Información sobre pedidos
| Nombre del producto | Número de catálogo | UNIDAD | Precio | CANTIDAD | Favoritos | |
Plásmido Doble Nickase (h) JunB | sc-400493-NIC | 20 µg | $410.00 | |||
Plásmido Doble Nickase (h2) JunB | sc-400493-NIC-2 | 20 µg | $410.00 |
JUNB codifica JunB, un factor de transcripción con motivo cremallera de leucina dentro del complejo AP-1 que integra las señales MAPK/ERK y JNK para regular programas de expresión génica dependientes de estímulos. JunB modula la progresión del ciclo celular, la diferenciación y las respuestas al estrés y a citocinas al asociarse con proteínas de la familia FOS y unirse a motivos AP-1 en potenciadores y promotores. A través de estas redes influye en la activación de células inmunitarias y en la señalización inflamatoria, y se utiliza con frecuencia como marcador de respuestas transcripcionales de tipo inmediata-temprana. La actividad desregulada de JUNB se ha implicado en la reprogramación transcripcional oncogénica y en fenotipos inmunitarios alterados, lo que respalda su estudio en biología tumoral y en vías asociadas a la inflamación.
JunB El plásmido de doble nicasa (h) consiste en un par de plásmidos emparejados diseñados para la edición de alta especificidad del locus JUNB en líneas celulares human. Cada plásmido expresa una nicasa Cas9 D10A y un ARN guía específico (sgRNA) dirigido a cadenas de ADN opuestas dentro de JUNB. Cuando se dirigen a sitios adyacentes en cadenas de ADN opuestas, las dos nicasas generan cortes en cadena simple desplazados que, juntos, producen una rotura de doble cadena escalonada, lo que requiere una actividad coordinada sobre el objetivo por parte de ambas guías. La rotura de ADN resultante se resuelve mediante vías de reparación celular endógenas, más comúnmente a través de la unión de extremos no homólogos (NHEJ), lo que da lugar a inserciones o deleciones que alteran la función de JUNB. Al requerir la participación de dos ARN guía en el locus diana, el enfoque de doble corte mejora la especificidad de la edición y proporciona una estrategia CRISPR complementaria para aplicaciones en las que se desea un control adicional sobre la precisión de la orientación.

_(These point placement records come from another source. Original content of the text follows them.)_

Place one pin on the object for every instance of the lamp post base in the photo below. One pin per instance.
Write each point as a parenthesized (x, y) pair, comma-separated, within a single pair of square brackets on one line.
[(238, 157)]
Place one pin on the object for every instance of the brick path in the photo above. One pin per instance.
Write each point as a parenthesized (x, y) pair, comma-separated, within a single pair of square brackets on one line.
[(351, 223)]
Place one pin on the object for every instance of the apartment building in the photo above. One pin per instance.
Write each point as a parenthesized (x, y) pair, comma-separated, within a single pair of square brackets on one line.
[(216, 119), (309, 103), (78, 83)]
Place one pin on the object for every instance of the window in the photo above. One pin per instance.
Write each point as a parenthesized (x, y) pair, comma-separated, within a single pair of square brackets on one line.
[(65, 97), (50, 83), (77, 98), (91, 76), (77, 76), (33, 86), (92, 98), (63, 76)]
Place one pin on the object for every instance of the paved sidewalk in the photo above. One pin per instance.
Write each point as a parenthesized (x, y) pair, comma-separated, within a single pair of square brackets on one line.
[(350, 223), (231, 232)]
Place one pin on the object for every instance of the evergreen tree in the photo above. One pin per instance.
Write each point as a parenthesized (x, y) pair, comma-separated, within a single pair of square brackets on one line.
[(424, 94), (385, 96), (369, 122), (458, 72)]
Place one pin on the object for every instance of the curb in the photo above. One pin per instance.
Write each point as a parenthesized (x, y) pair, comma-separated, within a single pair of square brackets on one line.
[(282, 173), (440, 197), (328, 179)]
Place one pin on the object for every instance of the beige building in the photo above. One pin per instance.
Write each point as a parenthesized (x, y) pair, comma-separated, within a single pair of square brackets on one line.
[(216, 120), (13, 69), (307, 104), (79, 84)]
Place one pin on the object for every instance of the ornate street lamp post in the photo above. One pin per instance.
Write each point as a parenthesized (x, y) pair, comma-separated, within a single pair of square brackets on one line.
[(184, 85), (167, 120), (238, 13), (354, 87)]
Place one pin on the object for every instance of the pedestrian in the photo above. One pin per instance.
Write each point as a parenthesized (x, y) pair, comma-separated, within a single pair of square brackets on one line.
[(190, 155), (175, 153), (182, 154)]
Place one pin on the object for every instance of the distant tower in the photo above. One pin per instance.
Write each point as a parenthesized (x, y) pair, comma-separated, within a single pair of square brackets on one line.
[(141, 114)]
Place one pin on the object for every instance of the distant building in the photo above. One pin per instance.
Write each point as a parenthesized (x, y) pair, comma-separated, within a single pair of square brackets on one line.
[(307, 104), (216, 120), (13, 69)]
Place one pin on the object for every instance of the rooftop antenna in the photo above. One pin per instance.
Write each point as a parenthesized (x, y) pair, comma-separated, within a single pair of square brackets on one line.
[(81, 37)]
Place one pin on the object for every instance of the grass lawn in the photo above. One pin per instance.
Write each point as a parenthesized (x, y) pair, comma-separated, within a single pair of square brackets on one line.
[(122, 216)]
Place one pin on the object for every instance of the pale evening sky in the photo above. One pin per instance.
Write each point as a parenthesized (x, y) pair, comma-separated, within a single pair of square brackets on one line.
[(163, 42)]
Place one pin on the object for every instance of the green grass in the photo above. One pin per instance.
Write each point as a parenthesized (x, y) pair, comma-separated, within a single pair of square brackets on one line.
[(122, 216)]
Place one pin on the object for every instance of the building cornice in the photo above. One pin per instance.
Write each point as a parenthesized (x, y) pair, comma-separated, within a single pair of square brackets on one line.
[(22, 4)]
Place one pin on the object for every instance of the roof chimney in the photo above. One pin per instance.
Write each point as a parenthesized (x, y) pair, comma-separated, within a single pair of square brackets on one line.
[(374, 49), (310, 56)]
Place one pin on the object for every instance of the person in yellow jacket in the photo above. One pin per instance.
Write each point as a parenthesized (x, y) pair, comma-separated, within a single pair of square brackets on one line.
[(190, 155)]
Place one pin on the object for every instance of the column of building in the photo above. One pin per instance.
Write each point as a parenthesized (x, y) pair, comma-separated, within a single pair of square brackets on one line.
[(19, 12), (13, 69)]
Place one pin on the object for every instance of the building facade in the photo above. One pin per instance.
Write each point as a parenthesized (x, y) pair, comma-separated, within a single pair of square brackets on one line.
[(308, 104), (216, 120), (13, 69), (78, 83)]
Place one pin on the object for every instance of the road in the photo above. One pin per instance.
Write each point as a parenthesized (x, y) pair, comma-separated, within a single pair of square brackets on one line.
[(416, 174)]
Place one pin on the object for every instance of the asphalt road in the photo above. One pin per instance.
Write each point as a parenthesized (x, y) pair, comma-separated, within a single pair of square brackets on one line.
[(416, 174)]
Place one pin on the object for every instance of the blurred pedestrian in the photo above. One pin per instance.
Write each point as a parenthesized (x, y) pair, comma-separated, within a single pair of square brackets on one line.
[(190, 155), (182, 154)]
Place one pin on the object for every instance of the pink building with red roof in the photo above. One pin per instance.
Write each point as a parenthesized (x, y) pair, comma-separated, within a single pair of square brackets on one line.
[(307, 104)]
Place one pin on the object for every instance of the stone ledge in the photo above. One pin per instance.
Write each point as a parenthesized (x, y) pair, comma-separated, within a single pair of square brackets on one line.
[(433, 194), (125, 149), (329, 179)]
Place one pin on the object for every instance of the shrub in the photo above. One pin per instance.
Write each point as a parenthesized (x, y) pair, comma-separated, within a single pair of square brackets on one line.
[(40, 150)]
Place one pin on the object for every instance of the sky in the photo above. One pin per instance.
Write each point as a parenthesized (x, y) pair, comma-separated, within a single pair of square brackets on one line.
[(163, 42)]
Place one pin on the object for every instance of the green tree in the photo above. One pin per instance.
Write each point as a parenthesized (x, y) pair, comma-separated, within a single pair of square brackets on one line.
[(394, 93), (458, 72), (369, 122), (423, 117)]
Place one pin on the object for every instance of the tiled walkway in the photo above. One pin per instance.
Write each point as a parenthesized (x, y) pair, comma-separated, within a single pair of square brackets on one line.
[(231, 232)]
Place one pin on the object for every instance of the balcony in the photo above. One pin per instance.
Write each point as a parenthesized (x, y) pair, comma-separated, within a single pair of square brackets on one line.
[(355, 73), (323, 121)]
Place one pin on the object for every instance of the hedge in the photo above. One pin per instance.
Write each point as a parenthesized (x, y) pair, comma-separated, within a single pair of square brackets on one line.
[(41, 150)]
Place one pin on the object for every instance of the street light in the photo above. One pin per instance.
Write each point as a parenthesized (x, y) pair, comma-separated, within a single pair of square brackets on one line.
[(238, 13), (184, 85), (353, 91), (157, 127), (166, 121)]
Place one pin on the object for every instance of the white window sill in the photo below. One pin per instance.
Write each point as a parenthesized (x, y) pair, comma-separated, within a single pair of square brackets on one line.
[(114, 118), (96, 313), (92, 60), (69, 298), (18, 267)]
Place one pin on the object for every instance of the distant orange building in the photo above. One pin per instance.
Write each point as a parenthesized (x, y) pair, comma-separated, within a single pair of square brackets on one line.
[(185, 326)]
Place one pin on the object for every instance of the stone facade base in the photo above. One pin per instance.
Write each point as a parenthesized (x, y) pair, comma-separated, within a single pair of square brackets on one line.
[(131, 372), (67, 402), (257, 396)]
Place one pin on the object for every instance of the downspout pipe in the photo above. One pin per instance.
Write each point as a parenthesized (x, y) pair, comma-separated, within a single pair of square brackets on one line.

Para facilitar la identificación eficiente de las células editadas, un plásmido codifica GFP para la visualización fluorescente de las poblaciones transfectadas, mientras que el plásmido complementario lleva un gen de resistencia a la puromicina para la selección con antibióticos. En conjunto, estas características facilitan el enriquecimiento eficiente de las poblaciones cotransfectadas y simplifican la validación de los clones con JUNB alterado.
Sólo para uso en investigación. No destinado a uso diagnóstico o terapéutico.